Salim, process of life: An Asian postcolonial ecofeminist theology
|Title||Salim, process of life: An Asian postcolonial ecofeminist theology|
|Year of Publication||2010|
|Authors||Oh, J. S.|
|Corporate Authors||Keller, Catherine|
|Academic Department||ProQuest Dissertations and Theses|
|Place Published||United States -- New Jersey|
There is no more pressing theme at the beginning of the twentieth century than that of "Life," as planetary symbiosis. This study proposes a dialogue between the life-centered Donghak [Eastern Learning] of nineteenth-century Korea and ecocentric process theology, mediated by postcolonial theory. The Donghak notion of hanul [the divine] resembles the process notion of "Life as G*d," while salim [enlivening] approximates that of creative transformation. In order to interpret the Korean metaphor of life, this dissertation therefore employs the life-centered Whiteheadian worldview, together with an eco-theological perspective, in order to explore the theological meanings of salim . The methodological significance of this dissertation is found in the interreligious and transcultural dialogue between Donghak and process theology, as well as in the interdisciplinary trajectories of postcolonialism and ecotheology.

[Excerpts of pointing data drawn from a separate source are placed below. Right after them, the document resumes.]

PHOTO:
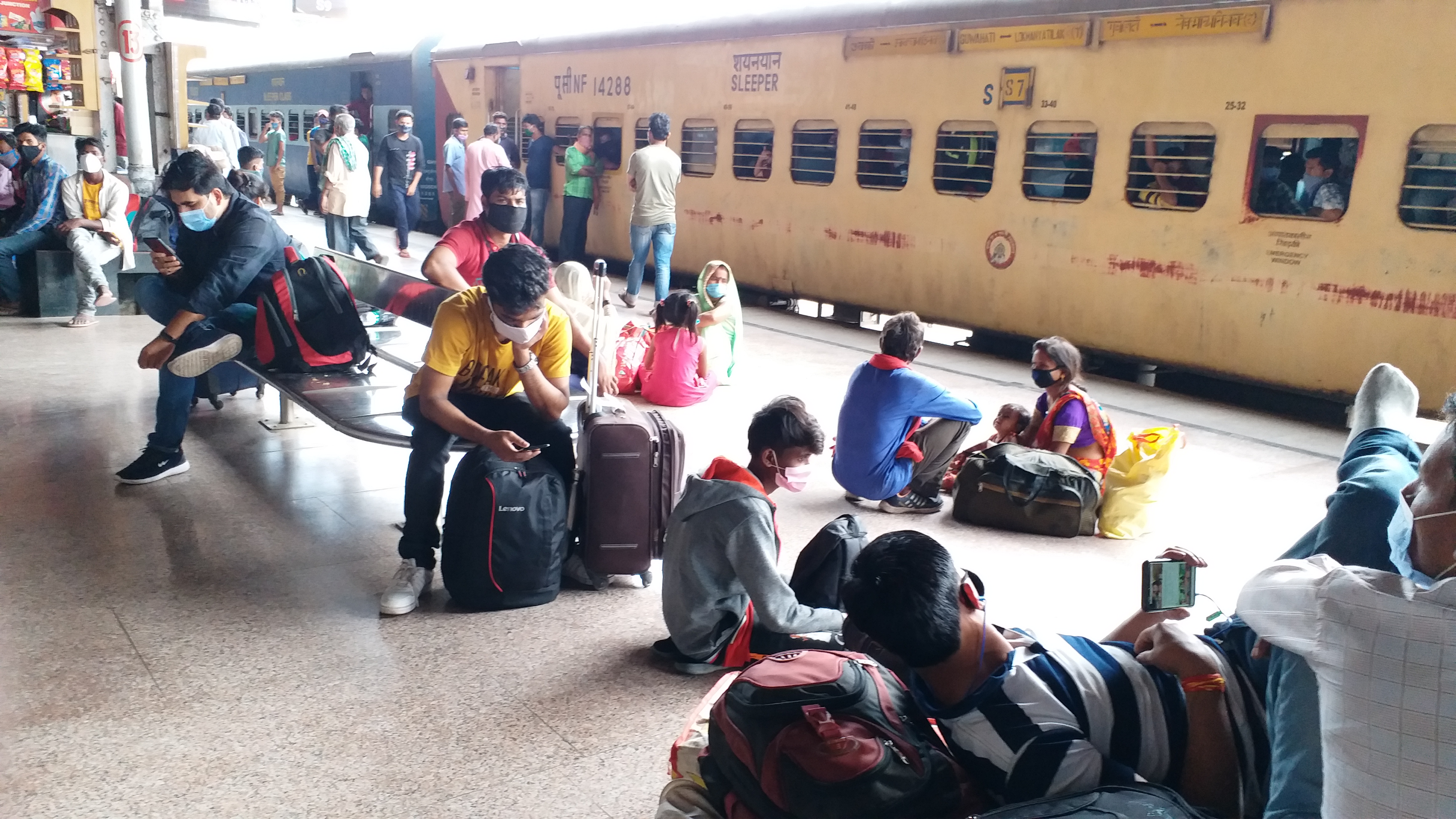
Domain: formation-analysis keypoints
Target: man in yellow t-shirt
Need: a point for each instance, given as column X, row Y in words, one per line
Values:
column 496, row 374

In order to develop these ideas, this dissertation shows how the Donghak tradition, as articulated in the salim movement in contemporary Korea, exemplifies hybridity and subalternity, and so provides an Asian context for internalizing insights from postcolonial thought. With its thematization of Life, itself, as the primary category for understanding self and world, and with its unique integration of diverse strands of Buddhism, Confucianism, Daoism, and Christianity, the Donghak tradition exemplifies the spirit of a movement which has heard the voices of the subaltern, which sees the hybridity of the very process of living, and which then responds in concrete practice. The Donghak movement is not simply a worldview; it is also a way of living. At the heart of this movement is salim . As the process of life, salim signifies the all-encompassing care for everything on this planet in its organic interconnectedness. Within and beyond these various strands of thought grows the reality and theory of women's experience. This study therefore suggests that the rule of patriarchy should be replaced by the guidance of Life as understood in Donghak and process theology. For it is an Asian ecofeminist postcoloniality that may brings their dialogue to fruition.